6. She Didn't Come

127 75 11
                                    

Vote comment jangan lupa, typo tandain ya!
Enjoy, happy reading guys!
****

Sesampainya Lio dan Lia di kamarnya, mereka mulai membicarakan kejadian Seescha yang menangis secara tiba-tiba itu.

"Menurut Abang, kenapa Mommy menangis?" tanya Lia pada Lio.

"Ntahlah, aku juga tidak tau," jawab Lio seraya menaikan bahunya.

Setelah percakapan yang sangat singkat tersebut, keadaan menjadi sangat hening. Mereka berdua fokus pada pikirannya masing-masing. Dan sementara itu di kamar Alden dan Seescha, Alden memeluk Seescha yang masih menangis tak henti dari tadi.

"Udah sayang, jangan nangis lagi. Aku gak suka liat istri kesayangan aku nangis kayak gini," ucap Alden lirih.

Seescha menatap wajah Alden yang ada di hadapannya sekarang ini dengan tatapan sendu. "Dari dulu aku udah ikutin apapun yang Mama kamu mau, tapi apa semua itu kurang Kak?" tanya Seescha yang masih menangis.

"Sayang, kamu kan tau Mama memang kayak gitu da-"

"Tapi apa Aku harus selalu ikutin semua apa yang Mama mau?" tukas Seescha. Alden menghela nafas pelan, lalu memeluk Seescha lagi untuk menenangkannya.

Setelah lama menangis, akhirnya Seescha tertidur dalam dekapan Alden, dan Alden langsung memindahkan Seescha ke posisi tidur yang lebih nyaman. Alden benar-benar tidak habis pikir dengan semua yang direncanakan Mama-nya sedari dulu. Tapi apa boleh buat? Alden dan Seescha hanya bisa diam mengikuti semua keinginan Mama-nya.
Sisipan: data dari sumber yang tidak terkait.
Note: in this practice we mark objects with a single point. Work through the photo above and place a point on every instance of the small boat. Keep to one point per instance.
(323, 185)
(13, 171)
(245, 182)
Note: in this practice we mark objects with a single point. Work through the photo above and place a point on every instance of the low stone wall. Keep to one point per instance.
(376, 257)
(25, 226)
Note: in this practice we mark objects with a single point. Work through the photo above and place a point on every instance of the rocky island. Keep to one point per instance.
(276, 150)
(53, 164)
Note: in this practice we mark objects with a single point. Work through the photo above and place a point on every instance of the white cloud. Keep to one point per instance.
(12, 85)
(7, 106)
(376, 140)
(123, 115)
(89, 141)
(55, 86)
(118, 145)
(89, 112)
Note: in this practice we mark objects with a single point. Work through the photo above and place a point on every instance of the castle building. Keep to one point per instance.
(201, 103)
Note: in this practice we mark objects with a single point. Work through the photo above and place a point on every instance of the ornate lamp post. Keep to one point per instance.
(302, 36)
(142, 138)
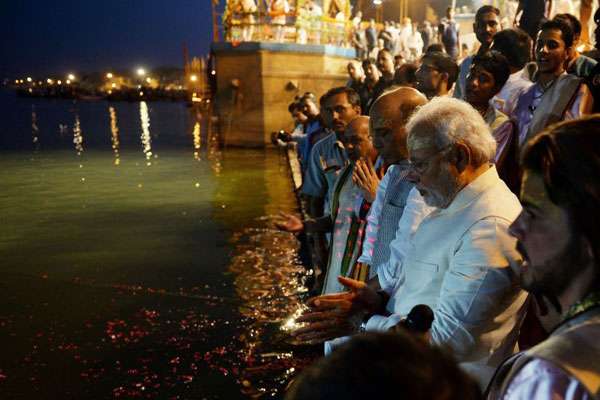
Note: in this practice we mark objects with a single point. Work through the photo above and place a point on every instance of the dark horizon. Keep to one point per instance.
(77, 37)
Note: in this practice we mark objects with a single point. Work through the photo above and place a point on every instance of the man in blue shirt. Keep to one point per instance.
(327, 158)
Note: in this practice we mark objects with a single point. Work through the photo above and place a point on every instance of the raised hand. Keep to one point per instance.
(289, 223)
(338, 314)
(365, 177)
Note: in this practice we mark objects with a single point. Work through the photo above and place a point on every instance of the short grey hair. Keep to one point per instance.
(445, 121)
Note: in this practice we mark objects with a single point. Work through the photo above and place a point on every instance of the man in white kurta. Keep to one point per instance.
(458, 264)
(458, 261)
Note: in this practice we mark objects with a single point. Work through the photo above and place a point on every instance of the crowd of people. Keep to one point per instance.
(452, 221)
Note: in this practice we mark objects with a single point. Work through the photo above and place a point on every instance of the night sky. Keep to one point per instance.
(62, 36)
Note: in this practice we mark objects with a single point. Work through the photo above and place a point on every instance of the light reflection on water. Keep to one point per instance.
(114, 134)
(161, 282)
(146, 139)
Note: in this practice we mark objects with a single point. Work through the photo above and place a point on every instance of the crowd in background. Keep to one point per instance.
(452, 206)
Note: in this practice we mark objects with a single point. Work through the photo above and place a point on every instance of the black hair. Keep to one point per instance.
(443, 63)
(368, 61)
(351, 95)
(374, 365)
(572, 21)
(481, 11)
(567, 156)
(494, 63)
(406, 75)
(434, 47)
(563, 27)
(515, 44)
(294, 105)
(308, 96)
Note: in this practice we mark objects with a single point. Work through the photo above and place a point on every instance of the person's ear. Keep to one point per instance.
(445, 77)
(460, 156)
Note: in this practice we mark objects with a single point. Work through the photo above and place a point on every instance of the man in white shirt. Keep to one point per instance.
(389, 115)
(487, 23)
(515, 45)
(458, 261)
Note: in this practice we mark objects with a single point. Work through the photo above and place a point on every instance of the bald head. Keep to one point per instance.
(356, 140)
(388, 117)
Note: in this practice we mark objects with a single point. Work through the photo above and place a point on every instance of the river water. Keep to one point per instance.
(139, 258)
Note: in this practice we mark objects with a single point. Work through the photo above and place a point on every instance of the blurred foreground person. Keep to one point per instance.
(559, 237)
(385, 365)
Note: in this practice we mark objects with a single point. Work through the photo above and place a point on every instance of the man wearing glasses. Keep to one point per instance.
(437, 74)
(458, 260)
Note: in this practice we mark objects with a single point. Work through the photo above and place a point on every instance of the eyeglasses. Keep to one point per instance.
(356, 140)
(420, 167)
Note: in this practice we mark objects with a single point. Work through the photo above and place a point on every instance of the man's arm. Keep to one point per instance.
(389, 273)
(373, 218)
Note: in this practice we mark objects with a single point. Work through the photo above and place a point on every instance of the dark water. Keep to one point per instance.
(138, 257)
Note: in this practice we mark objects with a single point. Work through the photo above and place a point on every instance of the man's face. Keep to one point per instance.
(550, 51)
(357, 142)
(389, 136)
(434, 176)
(372, 73)
(428, 78)
(299, 116)
(355, 72)
(486, 27)
(480, 86)
(385, 62)
(309, 108)
(340, 112)
(544, 239)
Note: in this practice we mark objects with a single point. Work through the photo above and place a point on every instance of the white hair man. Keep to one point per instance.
(459, 259)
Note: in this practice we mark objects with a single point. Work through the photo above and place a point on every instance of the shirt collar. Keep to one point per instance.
(473, 190)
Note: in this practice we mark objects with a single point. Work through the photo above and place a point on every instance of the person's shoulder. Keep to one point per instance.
(324, 143)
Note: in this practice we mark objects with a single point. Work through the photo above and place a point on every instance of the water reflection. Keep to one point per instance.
(197, 140)
(114, 134)
(77, 136)
(214, 151)
(270, 281)
(35, 130)
(146, 140)
(132, 336)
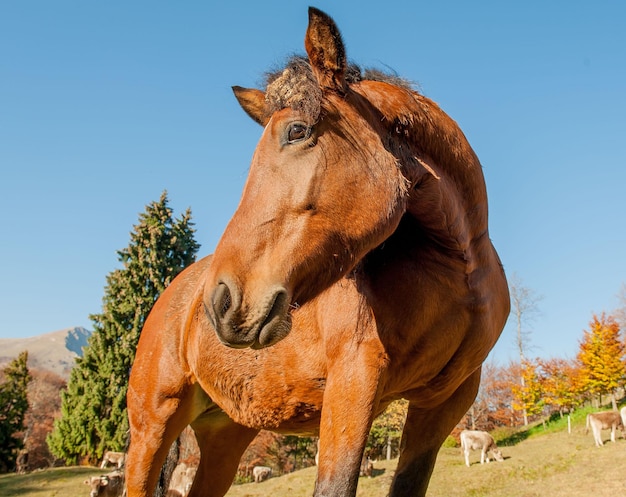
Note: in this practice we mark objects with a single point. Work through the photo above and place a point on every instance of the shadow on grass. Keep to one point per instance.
(378, 472)
(514, 438)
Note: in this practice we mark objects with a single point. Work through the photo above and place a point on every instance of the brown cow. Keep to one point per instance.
(603, 421)
(261, 473)
(476, 439)
(110, 485)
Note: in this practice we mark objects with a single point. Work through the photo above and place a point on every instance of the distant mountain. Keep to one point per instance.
(56, 351)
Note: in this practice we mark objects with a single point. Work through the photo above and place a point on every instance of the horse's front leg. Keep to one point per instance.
(424, 432)
(347, 413)
(156, 420)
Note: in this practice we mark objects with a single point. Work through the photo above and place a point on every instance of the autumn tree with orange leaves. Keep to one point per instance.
(601, 357)
(561, 384)
(528, 394)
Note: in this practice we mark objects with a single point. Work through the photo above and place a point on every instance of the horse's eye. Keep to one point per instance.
(297, 132)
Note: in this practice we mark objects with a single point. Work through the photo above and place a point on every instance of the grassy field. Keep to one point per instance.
(540, 463)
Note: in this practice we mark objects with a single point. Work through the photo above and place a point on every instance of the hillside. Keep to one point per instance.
(557, 464)
(56, 351)
(552, 463)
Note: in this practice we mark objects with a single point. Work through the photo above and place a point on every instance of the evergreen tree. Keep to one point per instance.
(93, 410)
(601, 357)
(13, 407)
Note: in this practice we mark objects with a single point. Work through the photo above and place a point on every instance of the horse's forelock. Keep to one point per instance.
(296, 87)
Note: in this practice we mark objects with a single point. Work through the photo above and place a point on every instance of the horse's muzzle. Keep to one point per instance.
(253, 325)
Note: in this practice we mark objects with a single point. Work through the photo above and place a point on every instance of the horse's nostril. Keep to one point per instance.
(222, 300)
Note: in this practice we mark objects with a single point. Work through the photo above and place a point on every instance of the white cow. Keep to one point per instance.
(182, 479)
(475, 440)
(261, 473)
(111, 485)
(604, 420)
(115, 458)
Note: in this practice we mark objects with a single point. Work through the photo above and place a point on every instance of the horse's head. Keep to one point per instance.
(322, 191)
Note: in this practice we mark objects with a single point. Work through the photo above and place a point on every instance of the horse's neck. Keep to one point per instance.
(448, 196)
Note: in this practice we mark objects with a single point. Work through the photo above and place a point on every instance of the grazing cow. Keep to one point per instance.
(603, 421)
(21, 463)
(181, 481)
(367, 467)
(111, 485)
(261, 473)
(474, 440)
(114, 458)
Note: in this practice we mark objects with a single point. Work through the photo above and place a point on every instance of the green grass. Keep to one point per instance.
(539, 461)
(56, 482)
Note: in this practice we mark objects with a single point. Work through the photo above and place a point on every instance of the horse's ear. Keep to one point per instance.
(326, 51)
(253, 102)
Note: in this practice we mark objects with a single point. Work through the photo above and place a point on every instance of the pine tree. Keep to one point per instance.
(93, 411)
(601, 357)
(13, 407)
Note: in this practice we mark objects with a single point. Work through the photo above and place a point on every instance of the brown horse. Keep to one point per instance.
(356, 270)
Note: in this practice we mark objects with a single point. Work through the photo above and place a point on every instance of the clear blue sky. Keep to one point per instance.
(103, 105)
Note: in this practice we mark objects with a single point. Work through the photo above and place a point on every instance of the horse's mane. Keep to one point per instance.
(295, 86)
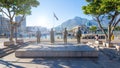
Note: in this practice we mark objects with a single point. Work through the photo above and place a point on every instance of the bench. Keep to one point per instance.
(117, 46)
(20, 41)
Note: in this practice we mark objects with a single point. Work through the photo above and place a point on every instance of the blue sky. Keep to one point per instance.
(64, 10)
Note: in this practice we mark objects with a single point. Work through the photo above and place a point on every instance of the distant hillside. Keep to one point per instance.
(76, 22)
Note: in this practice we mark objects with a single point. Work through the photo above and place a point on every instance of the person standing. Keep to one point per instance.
(65, 36)
(52, 36)
(78, 35)
(38, 35)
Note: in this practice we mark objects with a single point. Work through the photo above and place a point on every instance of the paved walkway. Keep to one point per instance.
(103, 61)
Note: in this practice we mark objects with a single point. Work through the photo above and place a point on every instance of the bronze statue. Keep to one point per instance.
(65, 36)
(52, 36)
(38, 35)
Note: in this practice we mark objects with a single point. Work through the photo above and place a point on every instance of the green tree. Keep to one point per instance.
(102, 9)
(93, 28)
(12, 8)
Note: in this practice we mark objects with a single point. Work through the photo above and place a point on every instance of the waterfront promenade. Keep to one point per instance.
(103, 61)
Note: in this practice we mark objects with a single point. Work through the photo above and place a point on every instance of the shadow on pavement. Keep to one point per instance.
(10, 65)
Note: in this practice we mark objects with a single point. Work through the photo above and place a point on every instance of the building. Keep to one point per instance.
(4, 26)
(22, 27)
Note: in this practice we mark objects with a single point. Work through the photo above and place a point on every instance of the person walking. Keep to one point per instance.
(78, 35)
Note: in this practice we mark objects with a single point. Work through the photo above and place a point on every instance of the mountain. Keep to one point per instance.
(77, 21)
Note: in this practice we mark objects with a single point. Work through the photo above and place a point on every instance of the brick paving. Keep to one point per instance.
(103, 61)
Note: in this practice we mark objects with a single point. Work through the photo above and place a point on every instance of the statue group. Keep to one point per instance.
(65, 34)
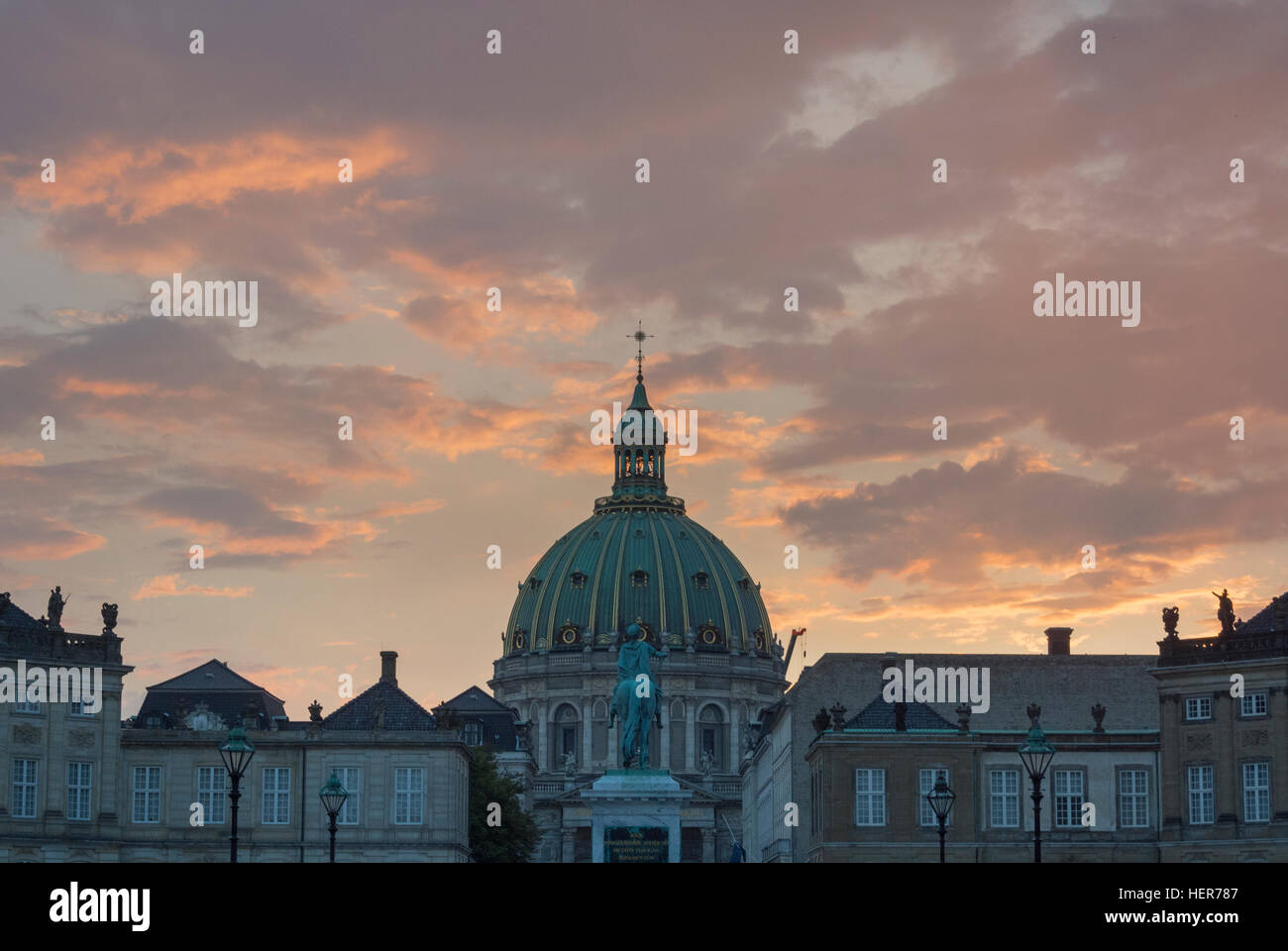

"Gue sendiri gak mungkin putuskan Lio atau Lia yang pergi ke Milan, Gue butuh pendapat Seescha dan tentunya pendapat langsung dari anak-anak gue," ucap Alden bermonolog.

Alden berjalan menuju kolam renang dengan membawa rokoknya dan duduk di salah satu kursi yang ada, menyalakan rokoknya lalu menyesapnya. Selagi merokok, pikiran Alden tidak kosong, pikirannya penuh memikirkan masalah yang mulai berdatangan silih berganti di hidupnya dan juga di hidup keluarga kecilnya.

"Lio atau Lia? Gak hanya jangka pendeknya, Gue juga harus mikir untuk jangka panjangnya," ucap Alden setelah menghembuskan asap rokoknya.

"Gue bisa pilih Lio untuk tinggal di Milan, but Lio akan membutuhkan rehabilitasi dan pengawasan langsung dari gue. Tapi kalau gue pilih Lia untuk tinggal di Milan, she's girl, dia pasti butuh gue dan Seescha."

"Gue ikut semua keputusan dari Seescha, apapun akan gue dukung. Tapi apa Seescha bisa putuskan siapa yang akan tinggal di Milan? Itu pasti tidak mudah bagi Seescha."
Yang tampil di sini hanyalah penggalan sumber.